Peygamber-i zîşânın her duâsı kabul olurdu. Misal mi? Binlerce... Biri şöyle: Abdullah bin Abbas'a dua etmişlerdi: - Yâ Rabbî, Abdullah'ı dinde alim yap, Kur'ân-ı kerimin sırrına vâkıf eyle. Hazret-i Abdullah, bu dua bereketiyle din ilimlerinde mütehassıs oldu. Hele tefsir ve hadiste bir tekiydi zamanının. Sahâbe ve tâbiînin bir müşkili olsa, ona müracaat ederlerdi önce. *** Yine Sa'd bin ebî Vakkâs "radıyallahü anh" keskin nişancıydı. Oku şaşmazdı asla.

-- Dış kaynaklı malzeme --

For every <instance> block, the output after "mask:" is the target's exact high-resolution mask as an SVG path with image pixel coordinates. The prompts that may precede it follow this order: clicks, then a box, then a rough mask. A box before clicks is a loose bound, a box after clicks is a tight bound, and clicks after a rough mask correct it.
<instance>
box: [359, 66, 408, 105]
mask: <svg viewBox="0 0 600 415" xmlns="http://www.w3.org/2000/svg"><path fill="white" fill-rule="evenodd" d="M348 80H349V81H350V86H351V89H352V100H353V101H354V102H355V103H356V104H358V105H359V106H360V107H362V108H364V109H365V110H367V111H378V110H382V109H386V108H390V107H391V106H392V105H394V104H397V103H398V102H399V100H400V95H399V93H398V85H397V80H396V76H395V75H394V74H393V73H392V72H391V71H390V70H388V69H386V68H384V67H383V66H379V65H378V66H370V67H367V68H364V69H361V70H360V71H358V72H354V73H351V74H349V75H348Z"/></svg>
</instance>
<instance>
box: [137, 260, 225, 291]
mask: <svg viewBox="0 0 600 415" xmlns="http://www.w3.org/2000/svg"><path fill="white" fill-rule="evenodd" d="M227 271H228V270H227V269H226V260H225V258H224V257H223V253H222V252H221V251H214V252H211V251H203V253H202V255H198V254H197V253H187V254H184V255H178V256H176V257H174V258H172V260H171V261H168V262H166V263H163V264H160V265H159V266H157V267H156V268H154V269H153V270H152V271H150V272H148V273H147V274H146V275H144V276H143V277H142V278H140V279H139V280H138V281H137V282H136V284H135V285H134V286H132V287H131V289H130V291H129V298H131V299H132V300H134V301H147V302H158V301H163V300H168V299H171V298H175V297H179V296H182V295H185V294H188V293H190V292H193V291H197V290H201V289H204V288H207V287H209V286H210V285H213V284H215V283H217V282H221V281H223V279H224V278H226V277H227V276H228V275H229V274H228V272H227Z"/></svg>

Neden mi? Çünkü dua almıştı Resulün duasını almıştı çünkü. - "Yâ Rabbî, Sa'dın okunu hedefinden saptırma!" buyurmuşlardı. Eee, O dua eder de, kabul olmaz mı? Mübarek sahâbî, attığını vuruyordu artık. Uhud'da, her okunu çekişte dua ediyordu: - Bu, senin okun yâ Rabbî, senin düşmanlarına atıyorum. Sen isabet ettir! O gün, her fırlattığı ok isabet etmiş, bir kâfiri Cehenneme göndermişti. Hikmeti malum, Resulün duası... Yine Uhud'da, kâfirler birleşip, o Servere hücum ettiler. Efendimiz, hazret-i Sa'dı görüp, seslendiler: - Yâ Sa'd! Ok atıp püskürt şunları! O an, bir tek ok vardı sadağında. Bu emirle fırlattı onu. Netice mi? Tam isabet. Gırtlağından vurmuştu Kâfiri gırtlağından vurmuştu. Elini, sadağına götürdü. Yok iken, bir ok daha geldi eline. Oku çekip, dikkatle baktı. Evet, az önce fırlattığı oktu bu. Attığı ok geri gelmişti. Yayını gerip, fırlattı aynı oku. Ne mi oldu? Bir müşrik daha temizlendi. Elini götürdü sadağına. Bir ok daha geldi eline. Baktı, aynı ok... Hiç şaşırmadı. Yayını gerip fırlattı. Bir kâfir daha yere serilirken, aynı ok, yine gelip girmişti sadağına. Sa'd bin ebî Vakkâs, o bir tek okla, yüzlerce kâfir öldürmüştü o gün. Çünkü duasını almıştı o Resûlün: - Yâ Rabbî! Sa'dın okunu hedefinden saptırma! buyurmuşlardı. İşte bu duadır ki, her attığını vurmuş, her oku hedefini bulmuştu.